The Ronald H. Brown Center for Civil Rights at St. John’s recently received a $125,000 grant from the Access Group Center for Research and Policy Analysis to strengthen its pipeline program.
It will be used to strengthen its current Ronald H. Brown Law School Prep Program for College Students. Much of the money will also be allocated toward a new program — Prep Program Foundations.
According to Elaine Chiu, the director of the Ron Brown Center, the program will be for students entering their sophomore year of college who may be curious about the legal field.
Students will work on their critical reading and writing skills.
“The idea is to help them work on their skills in a three-week period where they’re just mono-tasking on that,” Chiu said.
Following this, the students will then do a five-week internship with a judge, where they’ll be able to put their skills to work. She said that part of the idea behind the internship is to give students exposure to the legal field earlier.
“New York State courts are fascinating places where so many different types of problems and disputes come into the court system – it’s rarely a boring day there,” Chiu added.
Applying for the grant, Chiu said, was a competitive process.
“You had to dig, come up with a well thought out idea for using the money-just for one year-report to them twice, lay out different ways we should be measured, how would we know if we succeeded in what we said we would do,” she said.
Chiu added that she believes their success with the pipeline program helped them, and said that she’s grateful for the grant, as she’s been wanting to do more new and expansive things.
The new program, Chiu said, will be aimed at students who have been “disserved by their overcrowded, underfunded” high schools and middle schools, which goes back to the core of much of the Ron Brown Center’s work.
Created in 1999, the Ron Brown Center focus on four major objectives:
- Engage in legal studies
- Research issues that affect the lives of disadvantaged and underrepresented people and provide outreach programs to such groups
- Increase the racial and socioeconomic diversity of the legal profession
- Educate law students to be leaders on issues of racial, economic and social justice
Chiu said that with the assistance of law students, the center focuses on diversifying the legal profession, through initiatives such as its “Journal of Civil Rights and Economic Development.”
Another way in which the center accomplishes its mission is through its pipeline program — one of the best in the nation.

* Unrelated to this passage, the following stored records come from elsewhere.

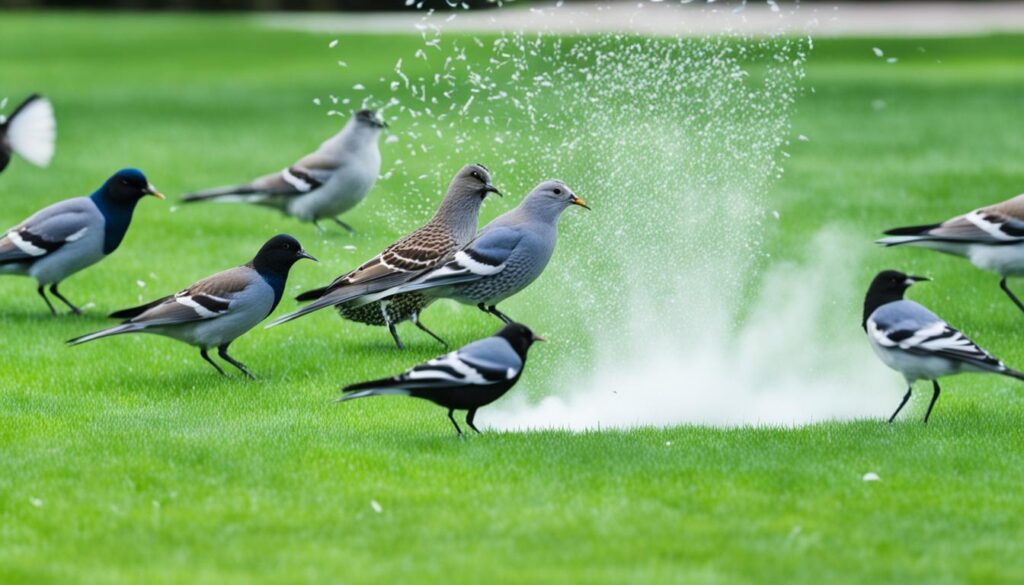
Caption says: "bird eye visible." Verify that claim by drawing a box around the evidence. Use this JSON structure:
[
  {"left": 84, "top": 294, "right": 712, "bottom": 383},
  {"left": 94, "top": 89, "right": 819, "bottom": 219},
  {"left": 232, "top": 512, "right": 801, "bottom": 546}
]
[{"left": 554, "top": 188, "right": 562, "bottom": 195}]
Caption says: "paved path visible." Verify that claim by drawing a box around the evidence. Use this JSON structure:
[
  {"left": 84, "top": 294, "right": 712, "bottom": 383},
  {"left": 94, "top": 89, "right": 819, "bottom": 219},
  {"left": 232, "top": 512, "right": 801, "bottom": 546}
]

Chiu said they recently finished up their 11th summer.
According to the center’s website, “To help raise the number of diverse, disadvantaged students in law schools, the Ron Brown Prep Program identifies these students in their college years and offers them early exposure to the study and practice of law.”
During the prep program, students from all over spend two summers at SJU working with academic classes, mentoring, internships, free custom intensive LSAT courses, counseling, luncheons, panels and more. The idea, Chiu said, is to help these students get into law school.
“The [thought] is that a lot of these college students, they have talent, they have the intelligence, and passion for the law—they don’t have the tools,” she said.
The law school community, as well as the undergraduate community, is deeply involved with the program.
According to Chiu, about 12 to 15 faculty members from the law school, and one or two from the University, work with the prep program.
SJU Law’s Dean, Michael Simons, teaches a course in criminal law, Chiu said.
“We run the courses pretty similarly to how we would run a law school course,” she said.
Teaching Assistants (TA’s) who are law students also work with the program. Chiu said that during the three-week program, students get a real feel for what three years of law school is like; right down to the socratic teaching method.
While students from various schools around the country participate in the program, Chiu said that she hopes to see more students from SJU apply for the program.
The application comes out in December she said, and while there is a fee, most students do receive financial assistance.
Participants tell her they feel as if they’ve “climbed a mountain” by the end of the program.
Students, she said, describe it as the “hardest three weeks they’ve ever worked in their life.”
“[It] affirms that they belong in law school,” Chiu said.